今年度の建築学会賞を受賞した宮崎県の延岡駅に行ってきました。
延岡市は人口11万8000人、リチウムイオン電池でノーベル化学賞を受賞した吉野さんの旭化成発祥の地で郊外に大きな工場がありました。
旧延岡城や城下町と川を挟んだ地区に駅があり、駅前は八幡宮の門前町やアーケード街がありますが、閑散とした地方都市の駅前という情景です。
寂しさを漂う駅前と打って変わって、このencrossは、多種多様な人が集まっています。
2Fには多くの受験生が受験勉強、Macbook Airを開いて仕事してる人、カップルや友達同士、花のセミナーに来ていた人たち、新聞閲覧コーナーも一杯でした。
1Fのショップも、待合室も。キッズルームの横には狭いながらも遊具のある遊び場もありました。
延岡に住んでる人は幸せだなと心から思いました。
近代以降、ハコやインフラのような形をつくることが公共の整備という認識が強いと思いますが、、、
コミュニティをつくる。そのためのハコという順であることが、気持ちの良い公共施設を生み出すことができるいい事例だと思います。
残念なのは、高梁駅や徳山駅のように大手書店とカフェが存在感ありすぎること。
雑誌での記述によると、途中から落下傘のように現れたとのことですので、乾さんや山崎さんや地元の人たちが時間をかけて育んだ空間は別の姿を目指してたであろうことは想像できます。
こんなに若い人は多くないかもしれないが、活き活きした街を持続可能な形で作り上げるベースができていたかもしれません。
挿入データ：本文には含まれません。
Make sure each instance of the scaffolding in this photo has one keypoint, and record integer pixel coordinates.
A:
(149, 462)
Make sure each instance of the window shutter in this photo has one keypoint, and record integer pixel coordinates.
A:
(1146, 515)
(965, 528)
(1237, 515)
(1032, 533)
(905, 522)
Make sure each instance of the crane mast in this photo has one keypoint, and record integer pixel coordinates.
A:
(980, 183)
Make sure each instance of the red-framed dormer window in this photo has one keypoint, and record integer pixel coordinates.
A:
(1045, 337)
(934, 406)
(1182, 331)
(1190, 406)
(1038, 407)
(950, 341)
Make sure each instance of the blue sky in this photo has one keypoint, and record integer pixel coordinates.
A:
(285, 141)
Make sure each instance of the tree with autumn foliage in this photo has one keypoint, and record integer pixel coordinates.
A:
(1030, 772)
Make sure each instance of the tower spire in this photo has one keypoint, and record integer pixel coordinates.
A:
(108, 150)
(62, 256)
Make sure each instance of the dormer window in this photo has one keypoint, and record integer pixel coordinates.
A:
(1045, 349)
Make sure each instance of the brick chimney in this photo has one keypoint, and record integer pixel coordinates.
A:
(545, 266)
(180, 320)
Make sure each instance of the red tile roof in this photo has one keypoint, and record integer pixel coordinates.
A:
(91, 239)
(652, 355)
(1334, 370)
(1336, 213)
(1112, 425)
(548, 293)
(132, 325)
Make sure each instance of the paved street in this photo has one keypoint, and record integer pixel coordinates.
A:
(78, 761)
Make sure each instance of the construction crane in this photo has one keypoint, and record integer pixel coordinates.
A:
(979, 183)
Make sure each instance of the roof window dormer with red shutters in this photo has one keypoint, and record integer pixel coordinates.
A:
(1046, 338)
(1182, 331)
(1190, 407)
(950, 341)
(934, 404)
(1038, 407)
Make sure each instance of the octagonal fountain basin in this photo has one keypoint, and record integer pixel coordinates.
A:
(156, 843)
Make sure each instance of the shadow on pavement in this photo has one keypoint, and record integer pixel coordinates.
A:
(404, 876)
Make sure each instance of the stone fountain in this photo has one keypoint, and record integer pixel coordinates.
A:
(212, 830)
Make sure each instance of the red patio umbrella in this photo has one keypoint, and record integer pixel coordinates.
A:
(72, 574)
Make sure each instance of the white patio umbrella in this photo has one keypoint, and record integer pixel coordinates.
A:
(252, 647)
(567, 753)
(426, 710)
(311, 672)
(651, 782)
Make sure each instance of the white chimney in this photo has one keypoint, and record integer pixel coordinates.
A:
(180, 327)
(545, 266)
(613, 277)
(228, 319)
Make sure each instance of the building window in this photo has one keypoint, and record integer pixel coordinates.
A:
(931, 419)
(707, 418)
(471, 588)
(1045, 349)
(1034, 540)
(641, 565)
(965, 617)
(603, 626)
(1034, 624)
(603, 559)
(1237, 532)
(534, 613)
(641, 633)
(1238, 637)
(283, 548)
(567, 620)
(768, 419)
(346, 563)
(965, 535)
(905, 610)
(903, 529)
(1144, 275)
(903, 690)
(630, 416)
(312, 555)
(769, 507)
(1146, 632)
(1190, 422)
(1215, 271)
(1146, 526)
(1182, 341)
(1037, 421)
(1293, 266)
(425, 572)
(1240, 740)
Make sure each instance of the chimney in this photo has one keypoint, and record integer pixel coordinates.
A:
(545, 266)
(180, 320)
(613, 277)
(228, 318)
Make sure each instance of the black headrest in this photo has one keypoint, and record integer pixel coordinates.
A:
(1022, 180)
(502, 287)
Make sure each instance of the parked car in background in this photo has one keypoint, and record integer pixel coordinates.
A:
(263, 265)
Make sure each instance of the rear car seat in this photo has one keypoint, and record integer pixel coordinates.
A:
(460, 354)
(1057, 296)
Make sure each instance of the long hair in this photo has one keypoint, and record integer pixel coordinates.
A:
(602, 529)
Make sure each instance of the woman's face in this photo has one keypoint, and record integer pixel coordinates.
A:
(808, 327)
既存の二階建ての駅舎は改装して残し、通路を挟んでencrossは新築されていますが、コンクリートの柱や梁は現場で打設されたものではなくて、工場で作られたものを現場に運んで組み立てられています。
その結果、コンクリートとは思えないスリムなグリッドを作ることに成功していますが、それは現場での施工期間を短縮することや、元の駅舎へのリスペクトも込められています。
延岡は大正末期に化学肥料や化学繊維の工場ができるなど、日本では相当早くに近代が到来した町だったと思います。
1980年代に近代が行き詰まると同時に90年代以降の日本も地方も先の見えない不況と混乱の時代が続いています。
伝統的な価値観から近代に向かい、その次なる時代をつくっていく足掛かりを提示しているのが、乾さんの仕事だと思います。
この建物をつくるにあたって、設計者の乾久美子さんは10年前より、山崎亮さんと地元の団体や人たちと長くワークショップや対話を繰り返してきていたようです。この辺りは、「新建築2019年1月号」「まちへのラブレター:参加のデザインをめぐる往復書簡」参照。